A big hitch in our testing is that it is not a very good test kit. When you are sure you don't have nitrite, it may simply be that your eyes do not read the test colors or the colors are not totally correct. Hobby level kits are more an "indication" rather than a true reading. Take the test to a different light and you may see a different reading. But the main point is that you do not have a significant nitrite level to worry about.
The difference in first cycle results and results when using old media are quite different. We often find the first time, it seems to take forever but the next it bounces right up.
And then I would certainly not worry about the amount of fish load you will be adding as the fishless cycle is designed to cover just that point so that the fish are not facing ammonia. Assuming you are adding the correct recommended level of ammonia, that ammonia should cover even a massive addition of fish. That is what it is designed and expected to do. While your case seems dangerous, compare it to somebody starting a large African cichlid tank. It is often necessary to ship the fish, add them all at one time to help control territories and the fish can be very expensive. I have some fish which sell for $45 each with local pickup.

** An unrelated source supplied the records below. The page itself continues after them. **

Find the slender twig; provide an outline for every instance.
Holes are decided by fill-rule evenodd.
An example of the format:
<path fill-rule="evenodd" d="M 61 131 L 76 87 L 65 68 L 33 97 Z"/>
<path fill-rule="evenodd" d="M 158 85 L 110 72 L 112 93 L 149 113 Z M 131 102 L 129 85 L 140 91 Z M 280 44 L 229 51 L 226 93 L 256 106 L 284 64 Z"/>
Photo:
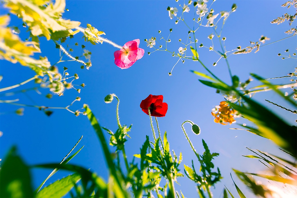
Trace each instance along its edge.
<path fill-rule="evenodd" d="M 13 85 L 12 86 L 11 86 L 10 87 L 5 87 L 4 88 L 3 88 L 1 89 L 0 89 L 0 92 L 2 91 L 6 91 L 7 90 L 9 90 L 10 89 L 13 89 L 13 88 L 16 88 L 18 87 L 21 86 L 21 85 L 23 85 L 24 84 L 25 84 L 27 83 L 28 83 L 31 80 L 35 79 L 37 77 L 36 76 L 33 77 L 29 79 L 25 80 L 22 83 L 19 83 L 18 84 L 17 84 L 16 85 Z"/>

So the fishless cycle is the only way to go for those folks and it does the job very well.
One point that may be missed is that it vital to continue to feed the correct amount of ammonia to maintain the high level of bacteria until near the day the fish are added. Just because the bacteria grow quickly doesn't mean we should lack off and let them die while waiting around for fish.
Your tank has arrived, now maintain that high level, either with ammonia or fish waste?